When I used prodigy train textcat recipe, I got a very good model with F1 0.937! My dataset size is 700+. That's great. However I used similar data set and trained a spacy text classification model I got a much worse F1 score, 0.41. Why the performance is so different?
In my training, I copied the textcat training sample code from the spacy website -https://spacy.io/usage/training. When I trained the model, I have a data pre-process. My data pre-process includes removing stop words, using the lemma, removing punctuation, removing numbers, converting all letters to lower case. My question is why my model's performance is much worse?
Is it because my pre-process doesn't work with Spacy Textcat algo?
Is it because Prodigy train has some optimizations.I If so, what are they?
Are you using the preprocessing logic in both spaCy and when you train with Prodigy, or just in spaCy? If you're only preprocessing when you're training with spaCy, it's definitely possible that this has a big impact. Removing stop words and punctuation is a pretty significant change, and those words may still hold relevant information. So you typically don't want to do that type of preprocessing and just train your classifier on the original text.
However, augmenting your data with preprocessed examples is different. I probably still wouldn't recommend removing stop words, but lowercasing all texts and then adding them to the existing training data could be a good strategy to make the model less case sensitive.
Prodigy's train recipe is a pretty thin wrapper around spaCy's training API and it doesn't do anything special – the main thing it adds is logic to merge and convert datasets created in Prodigy. So the results should be consistent – just make sure you're setting the same settings for things like mutually exclusive categories. (If your categories are exclusive and you don't set that in Prodigy, but do set that when you train wtih spaCy, that can potentially make a big difference, too.)
Yes, my Spacy train used pre-processed data, but Prodigy train has no data pre-processing.
Then I tried Spacy train without pre-processing. I got precision 1.00, recall 0.33. F1-Score 0.5.
I didn't mention that my data is imbalanced. I have about 39 positive cases(5%) and 721 negative cases. When I train in Spacy, I used stratify to ensure that the evaluation set contains the same distribution of positive cases.

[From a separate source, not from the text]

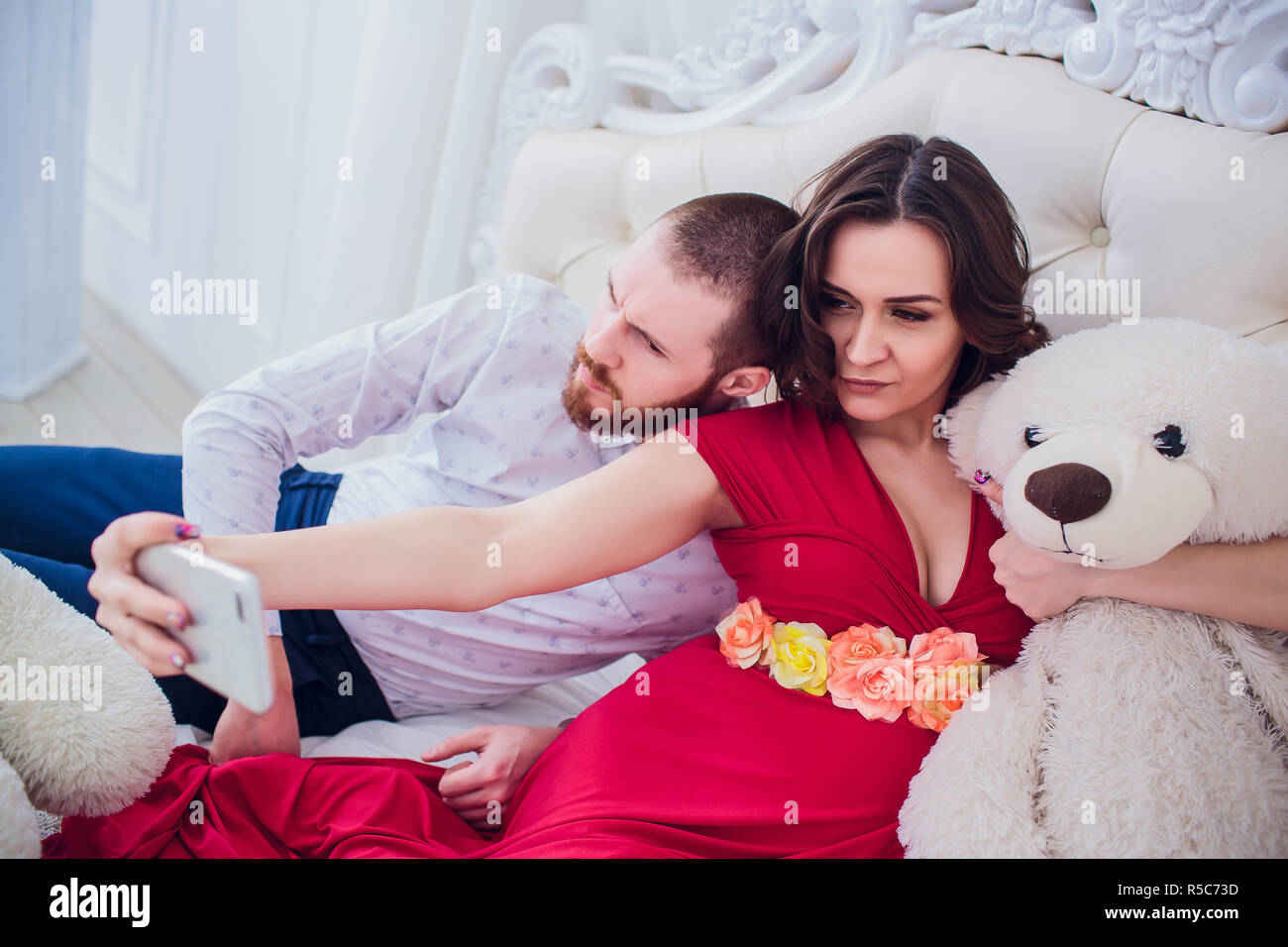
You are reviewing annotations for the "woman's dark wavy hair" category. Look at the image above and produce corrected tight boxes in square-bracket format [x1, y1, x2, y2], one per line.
[757, 134, 1050, 420]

Does Prodigy keep the data distribution in the eval set during the training? If not, only negative cases in the eval set could explain why Prodigy train has much better performance.
Yes, I think your analysis makes a lot of sense. If you use both preprocessing and a different method for selecting the evaluation set, the results can end up very different.
The default eval split in Prodigy will just hold back a certain percentage of the examples after shuffling. So if your dataset is very imbalanced, you could end up with only 1 positive example in the evaluation set and if your model learns to never predict that category, that's easily a very high 90% accuracy
So once you get serious about evaluation, you probably want to use a dedicated evaluation set. And maybe try and skip the preprocessing when training with spaCy, or at least reduce it and don't remove words (or only add to the existing data).